晋妍想都不敢想,这样一个贵公子,在自己病的像鬼一样,连同屋人都避之不及的时候来瞧她着实不现实。不过手上两块帕子的绣工和针法确实出自一人之手,也不知道是不是白家表少爷拿了人家的帕子给他用。
正想着呢,管家就在屋外唤她了。
因为生病,她被搬到了离管家夫妇屋子不远的一处原本废弃了的小屋单独住,地方不大,陈设很简陋,但好在环境相对清净,也洁净些,她一个人有机会住这样像模像样的屋子而不是去柴房什么的她已经很知足了。
第二天清早,所有人都被夫人喊到了前院,秋儿和凤儿一看晋妍跪在当堂,心里有些暗爽,看样子是要整治她了。
而晋妍,跪在地上正在抽泣,鬓发蓬乱,瘦削的身子套着宽大的灰色衣服,脊背拢着,瑟瑟发抖,好像刚刚被责打过,背后沁着一片黑污,不知道是打的血干了,还是汗沁的,白夫人端坐正堂正在品茶,优雅闲适,边上一个贴身的妈妈和管家夫人,管家站在门口,她虽表情一如往常,但当家主母的气势十分震慑人心,到此刻为止,地上已经有两个砸碎的茶盏了,因为他们大多都或早或晚的来迟了一点。
所有人都战战兢兢的,难得见夫人生这么大气,本该当家做主的老爷,因为这是内院的事,没有插手,说尽凭夫人处理就是了。
孟林和白未晞坐在下垂手,白历沐坐在他们对面。
尽管孟林此刻非常心疼晋妍,可白未晞在来之前就告诉过她,他母亲做什么自然有她的道理,他们只需看着就是。虽然之前白夫人对孟林都非常好,可如今这一出,白夫人治家的风范让她对未来的生活稍稍有些惧怕。
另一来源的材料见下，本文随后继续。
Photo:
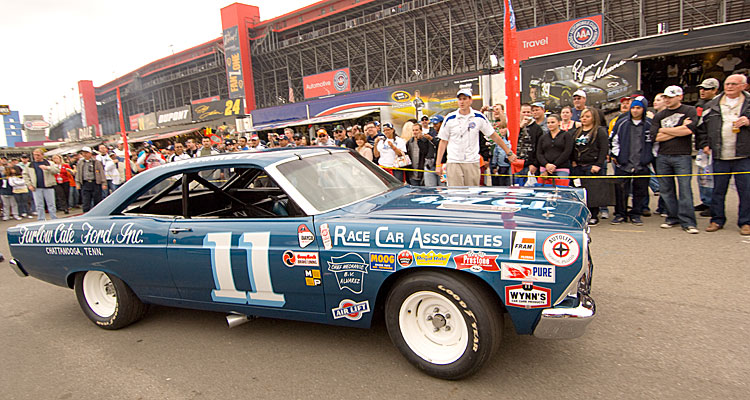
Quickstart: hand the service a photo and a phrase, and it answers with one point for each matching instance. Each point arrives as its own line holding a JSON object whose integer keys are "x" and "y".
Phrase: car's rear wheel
{"x": 444, "y": 324}
{"x": 107, "y": 301}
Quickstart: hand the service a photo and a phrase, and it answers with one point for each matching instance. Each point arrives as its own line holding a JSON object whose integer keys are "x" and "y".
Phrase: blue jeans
{"x": 721, "y": 184}
{"x": 41, "y": 196}
{"x": 679, "y": 208}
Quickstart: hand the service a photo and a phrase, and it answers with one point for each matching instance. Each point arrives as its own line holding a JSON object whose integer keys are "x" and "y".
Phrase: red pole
{"x": 128, "y": 170}
{"x": 512, "y": 75}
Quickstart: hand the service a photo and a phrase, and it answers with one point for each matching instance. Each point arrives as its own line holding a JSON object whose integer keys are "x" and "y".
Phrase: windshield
{"x": 330, "y": 181}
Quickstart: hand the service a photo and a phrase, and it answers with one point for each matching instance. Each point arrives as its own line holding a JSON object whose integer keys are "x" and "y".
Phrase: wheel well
{"x": 393, "y": 278}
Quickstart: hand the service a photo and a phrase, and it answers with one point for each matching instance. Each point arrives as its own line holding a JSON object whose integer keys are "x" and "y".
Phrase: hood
{"x": 512, "y": 208}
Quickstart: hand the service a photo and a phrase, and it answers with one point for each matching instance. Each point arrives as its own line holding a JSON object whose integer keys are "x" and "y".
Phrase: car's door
{"x": 247, "y": 261}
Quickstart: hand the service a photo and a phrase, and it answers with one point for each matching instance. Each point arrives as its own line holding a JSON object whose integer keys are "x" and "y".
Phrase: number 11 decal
{"x": 256, "y": 244}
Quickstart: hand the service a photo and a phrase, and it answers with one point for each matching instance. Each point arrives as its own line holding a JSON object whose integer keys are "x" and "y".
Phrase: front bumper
{"x": 566, "y": 322}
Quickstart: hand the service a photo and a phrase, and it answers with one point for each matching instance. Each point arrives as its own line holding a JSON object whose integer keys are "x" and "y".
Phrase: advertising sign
{"x": 147, "y": 121}
{"x": 134, "y": 121}
{"x": 562, "y": 36}
{"x": 233, "y": 63}
{"x": 217, "y": 109}
{"x": 327, "y": 83}
{"x": 174, "y": 116}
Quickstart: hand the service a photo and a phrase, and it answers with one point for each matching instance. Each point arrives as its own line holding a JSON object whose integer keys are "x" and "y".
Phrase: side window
{"x": 215, "y": 193}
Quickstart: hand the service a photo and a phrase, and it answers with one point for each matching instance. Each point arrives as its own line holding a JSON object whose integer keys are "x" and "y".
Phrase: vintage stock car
{"x": 322, "y": 235}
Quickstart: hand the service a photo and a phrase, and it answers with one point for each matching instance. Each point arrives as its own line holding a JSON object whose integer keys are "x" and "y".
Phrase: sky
{"x": 49, "y": 45}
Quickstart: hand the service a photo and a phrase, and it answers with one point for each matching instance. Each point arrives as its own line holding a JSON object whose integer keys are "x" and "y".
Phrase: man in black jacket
{"x": 725, "y": 131}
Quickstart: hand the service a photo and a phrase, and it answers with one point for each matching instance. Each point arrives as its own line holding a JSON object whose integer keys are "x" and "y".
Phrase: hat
{"x": 538, "y": 104}
{"x": 465, "y": 92}
{"x": 436, "y": 119}
{"x": 639, "y": 101}
{"x": 673, "y": 91}
{"x": 710, "y": 83}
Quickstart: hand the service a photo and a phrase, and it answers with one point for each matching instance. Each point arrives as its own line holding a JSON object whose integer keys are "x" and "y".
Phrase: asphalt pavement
{"x": 671, "y": 325}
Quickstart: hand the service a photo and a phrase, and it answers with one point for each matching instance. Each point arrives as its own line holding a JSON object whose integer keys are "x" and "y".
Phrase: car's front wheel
{"x": 444, "y": 324}
{"x": 107, "y": 301}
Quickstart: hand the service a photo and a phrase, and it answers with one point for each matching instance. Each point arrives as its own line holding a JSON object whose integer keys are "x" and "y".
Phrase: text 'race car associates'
{"x": 323, "y": 235}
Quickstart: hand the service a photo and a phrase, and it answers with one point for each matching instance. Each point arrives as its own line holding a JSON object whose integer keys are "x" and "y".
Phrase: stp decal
{"x": 350, "y": 309}
{"x": 477, "y": 262}
{"x": 527, "y": 296}
{"x": 523, "y": 245}
{"x": 382, "y": 262}
{"x": 350, "y": 270}
{"x": 325, "y": 233}
{"x": 305, "y": 236}
{"x": 301, "y": 258}
{"x": 527, "y": 272}
{"x": 561, "y": 249}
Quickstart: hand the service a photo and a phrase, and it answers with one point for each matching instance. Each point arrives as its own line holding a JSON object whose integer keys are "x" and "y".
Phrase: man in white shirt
{"x": 460, "y": 136}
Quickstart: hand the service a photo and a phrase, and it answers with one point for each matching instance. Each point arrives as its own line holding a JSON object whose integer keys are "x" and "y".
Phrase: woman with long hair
{"x": 590, "y": 149}
{"x": 553, "y": 151}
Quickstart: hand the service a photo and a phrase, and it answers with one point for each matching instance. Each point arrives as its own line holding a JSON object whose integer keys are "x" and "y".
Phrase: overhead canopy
{"x": 317, "y": 120}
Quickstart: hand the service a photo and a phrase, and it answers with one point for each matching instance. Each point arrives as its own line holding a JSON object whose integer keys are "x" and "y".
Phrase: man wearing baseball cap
{"x": 673, "y": 128}
{"x": 459, "y": 134}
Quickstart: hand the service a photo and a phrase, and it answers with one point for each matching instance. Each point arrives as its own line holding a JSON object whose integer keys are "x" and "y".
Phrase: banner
{"x": 562, "y": 36}
{"x": 233, "y": 63}
{"x": 174, "y": 116}
{"x": 217, "y": 109}
{"x": 327, "y": 83}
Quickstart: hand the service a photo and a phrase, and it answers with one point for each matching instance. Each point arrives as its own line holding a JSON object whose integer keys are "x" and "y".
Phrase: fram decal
{"x": 312, "y": 277}
{"x": 527, "y": 272}
{"x": 432, "y": 259}
{"x": 351, "y": 309}
{"x": 305, "y": 236}
{"x": 527, "y": 296}
{"x": 404, "y": 258}
{"x": 350, "y": 270}
{"x": 382, "y": 262}
{"x": 523, "y": 245}
{"x": 325, "y": 234}
{"x": 561, "y": 249}
{"x": 476, "y": 262}
{"x": 300, "y": 258}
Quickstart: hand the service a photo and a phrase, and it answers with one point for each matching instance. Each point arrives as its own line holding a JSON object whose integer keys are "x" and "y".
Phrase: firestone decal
{"x": 561, "y": 249}
{"x": 351, "y": 309}
{"x": 350, "y": 270}
{"x": 527, "y": 296}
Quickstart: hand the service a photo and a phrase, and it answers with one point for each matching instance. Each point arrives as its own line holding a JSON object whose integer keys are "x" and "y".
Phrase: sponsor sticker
{"x": 300, "y": 258}
{"x": 405, "y": 258}
{"x": 527, "y": 296}
{"x": 312, "y": 277}
{"x": 325, "y": 234}
{"x": 561, "y": 249}
{"x": 523, "y": 245}
{"x": 350, "y": 270}
{"x": 527, "y": 272}
{"x": 382, "y": 262}
{"x": 432, "y": 259}
{"x": 476, "y": 262}
{"x": 305, "y": 236}
{"x": 351, "y": 309}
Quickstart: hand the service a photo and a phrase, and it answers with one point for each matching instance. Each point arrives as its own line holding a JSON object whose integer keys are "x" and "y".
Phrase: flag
{"x": 512, "y": 76}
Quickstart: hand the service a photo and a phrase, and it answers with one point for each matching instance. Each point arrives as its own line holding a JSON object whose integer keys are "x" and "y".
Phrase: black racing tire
{"x": 108, "y": 301}
{"x": 420, "y": 314}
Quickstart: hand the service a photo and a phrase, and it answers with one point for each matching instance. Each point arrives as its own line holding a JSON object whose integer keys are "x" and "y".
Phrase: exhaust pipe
{"x": 238, "y": 319}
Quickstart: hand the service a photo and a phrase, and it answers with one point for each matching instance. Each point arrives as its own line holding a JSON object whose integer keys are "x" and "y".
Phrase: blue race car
{"x": 323, "y": 235}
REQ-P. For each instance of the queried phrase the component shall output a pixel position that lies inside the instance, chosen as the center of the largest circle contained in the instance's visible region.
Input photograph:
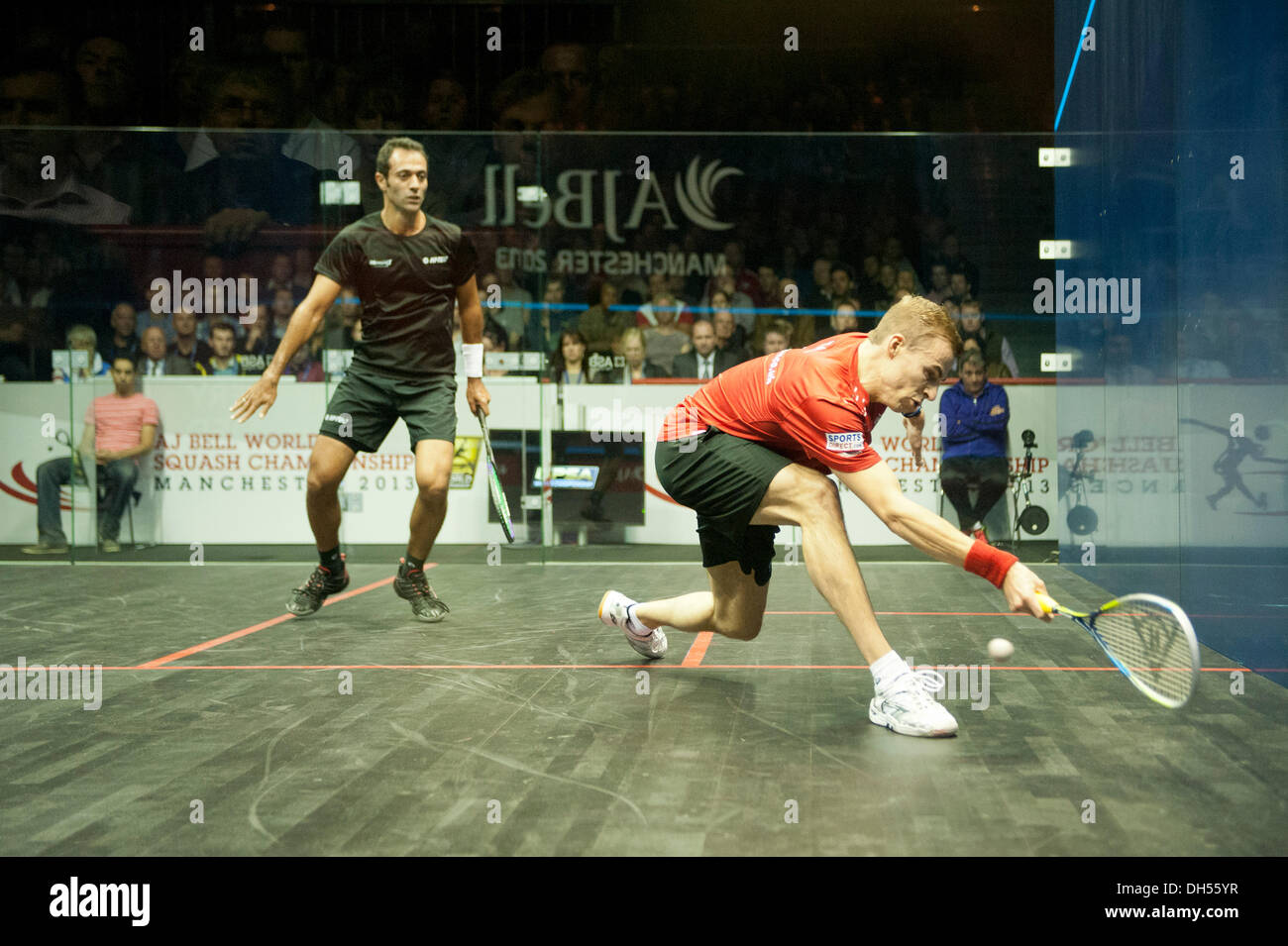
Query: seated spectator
(635, 351)
(845, 318)
(975, 413)
(939, 288)
(259, 345)
(549, 321)
(658, 289)
(777, 339)
(568, 364)
(730, 336)
(992, 368)
(741, 304)
(996, 348)
(81, 339)
(960, 287)
(123, 339)
(304, 366)
(1120, 366)
(1193, 361)
(600, 325)
(185, 344)
(154, 358)
(706, 360)
(223, 352)
(119, 428)
(665, 340)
也不知道今天白夫人让她来,是否有想教教她当家做主的模样?
晋妍始终低着头,断断续续的有抽泣声传出来,白夫人眼见人乌泱泱的站了一院子,估摸着到齐了,这才起身到了门口,身边的妈妈立刻搬来凳子给她,坐在了晋妍一步之遥的地方。
夫人端端坐下,鬓间一枝金累丝步摇上缀的珍珠轻轻扣响,月白色的衣服衣袂,袖口,裙摆上,掺着金银线绣的云纹,花鸟在日光照耀下微微泛着彩光,手握着一方湖丝的帕子,凤眼微凛,扫视了一圈在院的仆人,轻启朱唇,声音轻和,但每个字都清晰的传到了在场所有人耳朵里:“前些日子天冷,我呀,不太爱动,有些事就没怎么过问,我也不是个小气的主子,有些事情办砸了,我也不多计较,只是近日里有人糊涂油蒙了心,好好的园子都打理得,几盆盆景就瞧不上,枯的枯,死的死,还摔碎了一盆……”
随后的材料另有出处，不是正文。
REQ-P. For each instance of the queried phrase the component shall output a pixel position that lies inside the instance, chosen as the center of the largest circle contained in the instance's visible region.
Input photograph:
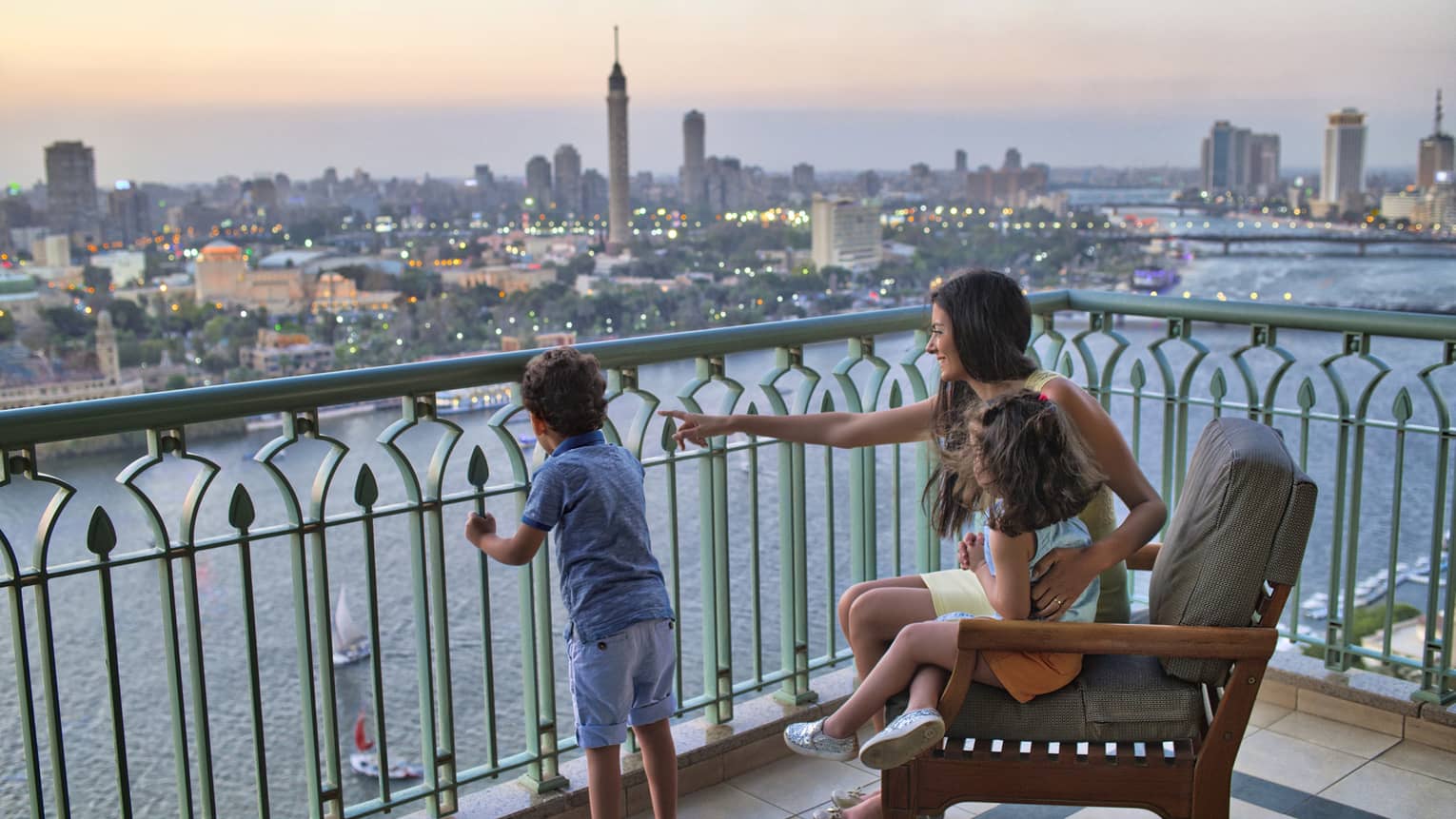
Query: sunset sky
(172, 90)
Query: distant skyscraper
(845, 234)
(620, 214)
(538, 182)
(1343, 175)
(568, 179)
(1263, 164)
(1437, 151)
(1225, 159)
(127, 213)
(593, 194)
(695, 145)
(802, 178)
(70, 185)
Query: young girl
(1025, 466)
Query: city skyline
(775, 96)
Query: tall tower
(692, 179)
(1343, 176)
(618, 184)
(107, 357)
(1437, 151)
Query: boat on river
(349, 642)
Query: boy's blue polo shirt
(590, 494)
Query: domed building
(222, 274)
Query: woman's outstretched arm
(900, 425)
(1065, 574)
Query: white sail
(346, 634)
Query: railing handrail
(1431, 326)
(200, 404)
(197, 404)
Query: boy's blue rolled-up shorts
(622, 679)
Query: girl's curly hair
(1035, 466)
(565, 389)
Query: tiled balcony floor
(1291, 764)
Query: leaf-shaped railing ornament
(1307, 395)
(478, 472)
(241, 510)
(365, 489)
(1217, 386)
(1401, 409)
(101, 535)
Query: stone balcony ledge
(714, 753)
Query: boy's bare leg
(604, 782)
(659, 763)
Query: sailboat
(349, 642)
(365, 760)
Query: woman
(980, 326)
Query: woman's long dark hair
(991, 326)
(1037, 464)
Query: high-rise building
(690, 179)
(1013, 185)
(620, 230)
(593, 194)
(70, 185)
(1343, 175)
(1437, 151)
(1227, 159)
(802, 178)
(538, 182)
(485, 191)
(845, 234)
(568, 179)
(868, 184)
(1263, 164)
(127, 213)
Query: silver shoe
(846, 799)
(811, 741)
(911, 735)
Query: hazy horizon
(170, 92)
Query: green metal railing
(257, 716)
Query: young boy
(620, 639)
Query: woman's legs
(874, 612)
(917, 645)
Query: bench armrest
(1143, 557)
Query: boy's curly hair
(565, 389)
(1037, 466)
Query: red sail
(362, 739)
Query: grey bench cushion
(1114, 698)
(1242, 518)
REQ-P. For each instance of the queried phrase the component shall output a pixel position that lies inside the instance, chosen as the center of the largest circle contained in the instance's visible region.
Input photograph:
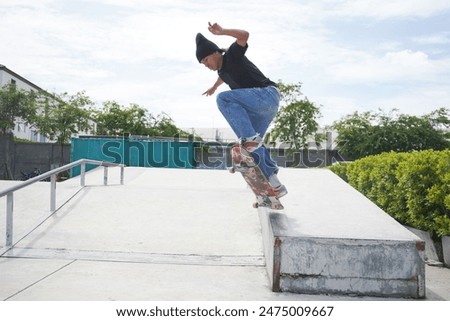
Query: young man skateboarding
(251, 104)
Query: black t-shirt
(239, 72)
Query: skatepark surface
(166, 234)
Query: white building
(22, 130)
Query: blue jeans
(249, 111)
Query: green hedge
(414, 188)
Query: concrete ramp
(330, 239)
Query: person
(251, 104)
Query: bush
(414, 188)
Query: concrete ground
(165, 235)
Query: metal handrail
(9, 192)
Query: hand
(210, 91)
(215, 28)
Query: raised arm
(240, 35)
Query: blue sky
(349, 55)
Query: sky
(349, 55)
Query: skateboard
(244, 163)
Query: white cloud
(144, 51)
(385, 9)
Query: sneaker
(251, 144)
(281, 191)
(279, 188)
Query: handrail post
(9, 218)
(105, 175)
(53, 193)
(82, 172)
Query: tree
(15, 104)
(62, 116)
(296, 120)
(115, 119)
(372, 133)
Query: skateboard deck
(242, 162)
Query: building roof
(15, 75)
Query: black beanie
(204, 47)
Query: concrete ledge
(380, 258)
话说一半,她的目光从其他仆人身上转移到了晋妍身上:“你,可知道,那几盆盆景,已经是培育了数百年的稀品,如今摔了一盆,枯了四盆,你倒是说说,要我拿你怎么办?”
晋妍依旧低着头,听着夫人问她,她声音发懵,一个劲的对着夫人磕头:“奴婢不是故意的。求夫人开恩,饶了奴婢吧。奴婢定当牛做马的伺候夫人,不会再犯这样的错了。”
“呵。”夫人冷笑了一声,让人将那一盆摔碎的,枯萎的盆景都搬了过来,对她道:“那你跟我说说,这些是什么?不是你放进去的?”
说完,便示意管家将摔碎的那盆盆景和其他几盆里挖出来的生石灰熟石灰块和油纸都拿了出来摊在了地上。
其他人一阵好奇这一地摆了什么,只有秋儿和凤儿交换了一下眼神,相互明了了这些东西都是什么。
晋妍微微抬头看了看,又摇了摇头,哽咽道:“不,不知道。”
“不知道?”夫人笑了,目光轻移到了在人群里,随手点了几个人,几个人都摇头,因为离得有点远,那些东西又正好在晋妍的阴影里,属实看不太清楚,最多就看得出好像有油纸,几个人都回答,夫人都沉默以对,直到点到中间的秋儿和凤儿身上,她貌似随手的点了点凤儿:“你说呢?”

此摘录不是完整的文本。